I got no responses to my question about whether this was a generally known
problem, so here's a specific example:
http://gavelcade.com/bordercrossing.html
My actual table has to have thin, white borders separating cells having a
background color. The table has column headers, the horizontal borders of
which I want to color and emphasize by making them heavier. Before I even
got started I wondered whether the horizontal borders would be "laid over"
the vertical borders (preferred) or vice versa. What in fact happens in IE6
and Opera is neither.
In the example, I've exaggerated the borders, making them 10 pixels and 20
pixels to highlight the problem. I set border-bottom for the TH cells in the
THEAD, and border-top for the table itself.
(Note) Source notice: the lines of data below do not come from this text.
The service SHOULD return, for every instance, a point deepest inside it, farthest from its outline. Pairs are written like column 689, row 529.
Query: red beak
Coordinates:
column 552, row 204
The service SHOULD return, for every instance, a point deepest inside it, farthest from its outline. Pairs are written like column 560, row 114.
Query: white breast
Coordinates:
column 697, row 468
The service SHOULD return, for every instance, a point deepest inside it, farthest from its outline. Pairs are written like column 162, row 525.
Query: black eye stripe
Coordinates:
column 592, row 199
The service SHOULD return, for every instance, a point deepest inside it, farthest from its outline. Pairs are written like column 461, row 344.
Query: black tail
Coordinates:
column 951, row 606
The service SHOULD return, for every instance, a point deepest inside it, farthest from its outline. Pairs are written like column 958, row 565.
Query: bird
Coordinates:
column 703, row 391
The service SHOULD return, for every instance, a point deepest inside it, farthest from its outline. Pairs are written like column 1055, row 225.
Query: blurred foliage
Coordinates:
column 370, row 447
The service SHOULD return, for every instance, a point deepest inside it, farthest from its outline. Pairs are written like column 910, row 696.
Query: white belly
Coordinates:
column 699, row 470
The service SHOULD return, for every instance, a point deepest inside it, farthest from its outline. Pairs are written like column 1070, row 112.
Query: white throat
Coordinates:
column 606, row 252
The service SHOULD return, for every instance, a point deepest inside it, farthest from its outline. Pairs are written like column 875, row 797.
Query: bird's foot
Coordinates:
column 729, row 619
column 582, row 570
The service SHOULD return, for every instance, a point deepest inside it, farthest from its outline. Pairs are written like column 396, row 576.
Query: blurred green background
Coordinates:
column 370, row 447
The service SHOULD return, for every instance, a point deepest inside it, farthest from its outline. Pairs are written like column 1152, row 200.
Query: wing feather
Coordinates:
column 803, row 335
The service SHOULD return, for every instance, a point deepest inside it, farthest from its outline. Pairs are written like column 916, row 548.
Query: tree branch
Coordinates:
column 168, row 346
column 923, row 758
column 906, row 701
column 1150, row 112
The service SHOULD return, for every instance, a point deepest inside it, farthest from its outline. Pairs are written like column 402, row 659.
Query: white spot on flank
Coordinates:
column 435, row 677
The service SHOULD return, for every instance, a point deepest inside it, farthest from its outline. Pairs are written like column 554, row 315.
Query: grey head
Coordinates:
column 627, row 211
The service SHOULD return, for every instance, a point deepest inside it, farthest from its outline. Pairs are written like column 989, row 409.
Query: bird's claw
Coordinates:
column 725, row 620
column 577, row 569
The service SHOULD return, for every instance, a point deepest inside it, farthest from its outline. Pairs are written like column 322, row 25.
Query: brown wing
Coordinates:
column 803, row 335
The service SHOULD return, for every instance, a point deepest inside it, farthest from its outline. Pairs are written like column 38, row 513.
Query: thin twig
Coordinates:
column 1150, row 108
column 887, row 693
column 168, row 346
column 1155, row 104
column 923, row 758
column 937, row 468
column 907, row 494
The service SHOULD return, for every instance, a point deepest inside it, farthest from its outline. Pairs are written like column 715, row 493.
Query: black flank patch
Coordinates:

In IE6, the browser *compromises* at the internal, yielding an ugly effect.
Opera does this too, and also does it at the table's top border. In Mozilla
and Netscape, the horizontal borders are laid visually "over" the vertical
borders at the corners.
I just noticed that in IE, even at the top border, the vertical white
borders push 1 pixel into the table top border on the left and right sides.
If I activate a different window and then return to IE, this discrepancy is
fixed--until I refresh the page. Like the peek-a-boo bug, in that respect.
I tried a slightly different approach, setting border-bottom for the TRs
instead of for the THs inside the THEAD. In Opera, this had no effect. In
IE, the special borders disappeared altogether, as IE apparently doesn't
like applying borders to TRs.
I don't think there's a way to specify *different* behavior from what I'm
experiencing, but I thought I'd run it by all of you.